One simple way to think about all this is to remember that there is a difference between hunger (our biological need for nutrients) and appetite (our preferences for particular foods, based on experience and habit). We may need glucose to replace the fuel our exercise has used up, but we don’t have to get it from large blueberry muffins with way more calories than we need. And it’s just not possible to be born with a craving for chocolate, despite how it seems sometimes. Even chocolate is a habit that has to be learned—and can be unlearned.

Unfortunately, we don’t seem to have a built-in nutrition regulator which lets us know when we’ve had enough of each specific nutrient we need to keep ourselves healthy and fit. Or a junk food detector that would let us know when what we’re eating is triggering our preferences but not offering much that we actually need. These would be really handy in a food environment like ours, which routinely produces and markets nutritional nightmares like the Twinkie, and makes obsession with body size and shape seem "normal."

This means we have to put some effort into learning what we need to know and into making good choices. It’s not fun, it’s not glamorous or exciting, but it can be done and it doesn’t take superhuman will power. It can even be rewarding and pleasurable in itself, especially if you can give it some personal meaning beyond the number on the bathroom scale.
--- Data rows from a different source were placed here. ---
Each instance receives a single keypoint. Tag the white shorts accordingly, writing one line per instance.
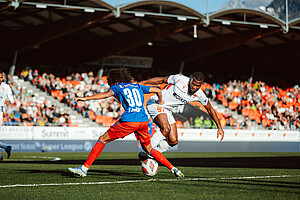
(1, 118)
(155, 109)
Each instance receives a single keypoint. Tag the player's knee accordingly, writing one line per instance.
(173, 143)
(165, 130)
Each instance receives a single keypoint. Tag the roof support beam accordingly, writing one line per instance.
(196, 50)
(25, 39)
(126, 41)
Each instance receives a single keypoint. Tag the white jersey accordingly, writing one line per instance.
(5, 93)
(176, 93)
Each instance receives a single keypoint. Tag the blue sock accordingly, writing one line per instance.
(3, 146)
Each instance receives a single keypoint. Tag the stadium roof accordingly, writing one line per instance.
(77, 32)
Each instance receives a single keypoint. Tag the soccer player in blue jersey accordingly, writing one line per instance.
(133, 120)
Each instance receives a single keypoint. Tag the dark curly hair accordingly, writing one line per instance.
(119, 75)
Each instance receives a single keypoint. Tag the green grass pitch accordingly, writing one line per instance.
(118, 176)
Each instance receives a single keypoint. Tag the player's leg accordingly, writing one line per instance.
(94, 154)
(7, 148)
(144, 137)
(172, 137)
(161, 120)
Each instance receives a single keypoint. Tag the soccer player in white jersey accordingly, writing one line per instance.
(6, 98)
(180, 90)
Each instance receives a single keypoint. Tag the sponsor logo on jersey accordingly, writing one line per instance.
(180, 98)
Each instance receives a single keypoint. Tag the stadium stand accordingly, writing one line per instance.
(239, 104)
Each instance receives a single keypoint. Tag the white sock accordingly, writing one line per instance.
(156, 138)
(84, 168)
(162, 146)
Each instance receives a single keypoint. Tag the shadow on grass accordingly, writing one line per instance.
(292, 162)
(101, 173)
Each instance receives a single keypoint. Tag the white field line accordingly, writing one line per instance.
(148, 180)
(37, 157)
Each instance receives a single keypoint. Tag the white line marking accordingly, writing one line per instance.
(148, 180)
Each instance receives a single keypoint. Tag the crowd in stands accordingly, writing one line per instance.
(269, 107)
(104, 112)
(30, 110)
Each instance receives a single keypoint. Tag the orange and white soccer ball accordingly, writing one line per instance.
(149, 167)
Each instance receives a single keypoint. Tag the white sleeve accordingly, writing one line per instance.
(203, 99)
(173, 78)
(9, 95)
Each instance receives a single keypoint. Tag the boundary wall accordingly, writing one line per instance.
(77, 139)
And that brings us back to the business of soul-making.

Soul-making is not the same thing as will power or self-control. It’s not about making yourself do something you don’t want to do, or avoid something you do want to do. Those are both things we really do have a pretty limited capacity to be good at or consistent at, as mentioned in the TIME article.

Soul-making is more about learning what you really need, and training yourself to want what you need, instead of just reacting to whatever might be in front of you at the moment. It starts when you begin to acknowledge that it’s YOU who makes decisions and takes action, not your genes or your circumstances, and certainly not the exercise or the food itself. Soul-making picks up momentum when you start curbing all your negative self-talk and verbal self-abuse about how weak or imperfect you are, and start listening to yourself instead of lecturing yourself. This frees up some room in your mind where something worth learning can come up. Once you’ve got your internal soul-making space cleared of all that conditioned garbage, all you really need to do is stop for a moment before you act, and ask yourself: “What do I really need and want right now? What will make me feel better after I'm done eating it?"

This will help you establish communication with your real self, instead of the conditioned self the food, diet, and beauty industries want you to be. Once this happens, soul-making can move on to its next task. That’s the task of re-engineering your daily life so that, as much as possible, what you really need is readily available to you, and you don’t have to constantly fight temptations or go way out of your way to get it.

In short, soul-making is about spending your energy on becoming more fully who you are and who you want to become—not just on fighting your conditioned behavior. One of the great ironies when it comes to changing habits is that you have to accept yourself where and as you are first. This isn’t easy in an environment that seems to constantly pressure and reward you for being something other than who and what you are—but, again, it can be done. It will probably take the support of some fellow-travelers. And lots of patience with yourself and others.

There are lots of practical things you can do to help yourself down this road, but I don’t have room here to talk about many of them. SparkPeople has a 10 Step Program that can help you with this, and any good book on practicing Mindfulness or a similar topic will be full of them.

For me personally, exercise is one of those practical things—a very big one, in fact. It’s when I’m out riding or hiking that I have the time to think about this kind of stuff, look at where I stand, and really get more into my body, which seems to know a lot more about what I really want than my head does, most of the time. So, I guess I could say that exercise does increase my appetite, but not just for food—for learning more about who and what I really am, what floats my boat, and how doing the best I can with what’s in front of me makes me feel better than any number on the scale or my calorie tracker.

And as long as I feed these hungers along with my physiological hunger, my eating and weight tend to take care of themselves pretty well. It's when I count on eating to satisfy one of these other hungers that I get into trouble.

What about you? What helps you stay mindful of what you really want and need, and avoid mindless eating?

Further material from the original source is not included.